Le bombardement de Donetsk de juin 2014, une ville industrielle de plus de 900 000 habitants dans le centre de l'Ukraine, a incité Tetiana, son mari et leur nouveau-né à fuir.
C’était une décision déchirante pour la scientifique et experte en intelligence artificielle : son père était mourant d’un cancer, mais la sécurité de la petite Maria était la priorité.
Un an plus tôt, tout allait pour le mieux pour Tetiana. Avant de rencontrer Volodymyr, père célibataire de deux fils, elle avait élevé ses deux filles jusqu’à l’âge adulte.
Tetiana et Volodymyr sont tombés amoureux et se sont mariés. Au bout de quelques mois, un bébé était déjà en route. Puis tout s’est écroulé.
«J’étais chercheuse, j’enseignais et je donnais des cours particuliers», se rappelle-t-elle. «Je ne vivais pas dans le luxe, mais je pouvais avoir tout ce dont j'avais besoin.»
«Un mois après la naissance de Maria, nous sommes arrivés à Myrnohrad, où mon mari travaillait dans une mine de charbon et avait une maison. Nous avons pris des vêtements pour Maria, une chaise bébé et un berceau. Ce berceau a plus de 23 ans maintenant! Mes deux filles aînées y ont grandi. Ensuite, tous mes amis l'ont utilisé pour leurs enfants», a-t-elle déclaré.
Pressée de partir, Tetiana s'est concentrée sur les besoins de sa fille en bas âge.
«Je n'ai pris que des sous-vêtements de rechange, des culotes et un chemisier. Nous pensions rentrer à Donetsk dans un mois ou deux… Bien entendu, nous n’avions aucun doute sur le fait que nous devions prendre le berceau avec nous.»
Les premiers mois étaient difficiles. La mine où travaillait Volodymyr a tardé à payer son salaire et l’alimentation en eau de la ville a été coupée pendant près de six mois. Le manque d’approvisionnements de base et la santé défaillante de son père poussèrent Tetiana à acheter des couches en ligne et à les revendre pour en générer un revenu modeste. Cette initiative s’est effondrée lorsque son fournisseur s’est enfui avec ses économies et l'argent qu’elle avait emprunté à des amis.
«J’étais au plus bas, j'ai eu une grave dépression. Si ce n’était pour mon bébé, je ne sais pas si j’aurais survécu. J'avais le sentiment que toute ma vie m'était retirée», a-t-elle déclaré.
«Après, j'ai réussi à me reprendre, j'ai reçu des paiements sociaux et je les ai investis dans des articles d'hygiène à vendre. J'ai loué un magasin qui n'avait pas de chauffage à cette époque. Mon mari travaillait à la mine de 6 heures à 16 heures et je travaillais dans la boutique, mon bébé dormait sur des chaises.»
Avec le soutien de l’OIM, Tetiana gère maintenant deux petits magasins qui emploient quatre autres femmes Personne déplacée interne. Elle verse une partie de ses biens à titre de charité aux populations locales vulnérables. Elle a eu une autre fille qui occupe le berceau qu’elle avait gardé pendant tout ce temps avec elle.

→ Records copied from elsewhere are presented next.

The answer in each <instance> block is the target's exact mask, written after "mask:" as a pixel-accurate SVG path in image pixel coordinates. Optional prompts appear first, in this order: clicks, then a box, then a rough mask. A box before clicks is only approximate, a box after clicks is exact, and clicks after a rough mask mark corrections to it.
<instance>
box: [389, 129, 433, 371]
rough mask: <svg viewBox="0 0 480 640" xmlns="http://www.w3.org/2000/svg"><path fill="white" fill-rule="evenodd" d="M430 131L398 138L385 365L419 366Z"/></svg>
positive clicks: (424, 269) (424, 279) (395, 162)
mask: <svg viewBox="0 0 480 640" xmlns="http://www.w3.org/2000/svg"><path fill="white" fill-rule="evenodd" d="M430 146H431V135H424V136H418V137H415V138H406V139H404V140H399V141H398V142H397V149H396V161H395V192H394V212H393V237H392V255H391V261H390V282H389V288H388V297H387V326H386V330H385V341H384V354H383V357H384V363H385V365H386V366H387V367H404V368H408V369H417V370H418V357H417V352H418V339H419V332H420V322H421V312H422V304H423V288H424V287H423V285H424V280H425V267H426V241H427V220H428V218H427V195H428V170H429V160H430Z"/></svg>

«J’investis toute mon énergie dans mon entreprise. Quand j'étais enceinte de ma quatrième fille, Aleksandra, je me rendais régulièrement dans d'autres magasins pour essayer de mieux présenter les produits », a-t-elle déclaré. « Aleksandra est née une semaine à peine après l’ouverture de la boutique.»
Aujourd'hui, la petite Aleksandra a remplacé Maria dans la crèche, devenue symbole de renaissance et de persévérance.
«Mes meilleurs souvenirs sont liés à ce berceau. Il a été acheté en 1995 dans un magasin de produits usagés», a-t-elle déclaré. «Mes trois filles y ont grandi et maintenant c'est au tour de la quatrième. Vous voyez qu'elle est un peu usagée, car je la déplace partout dans la maison pour que le bébé soit toujours avec moi et reste en sécurité.»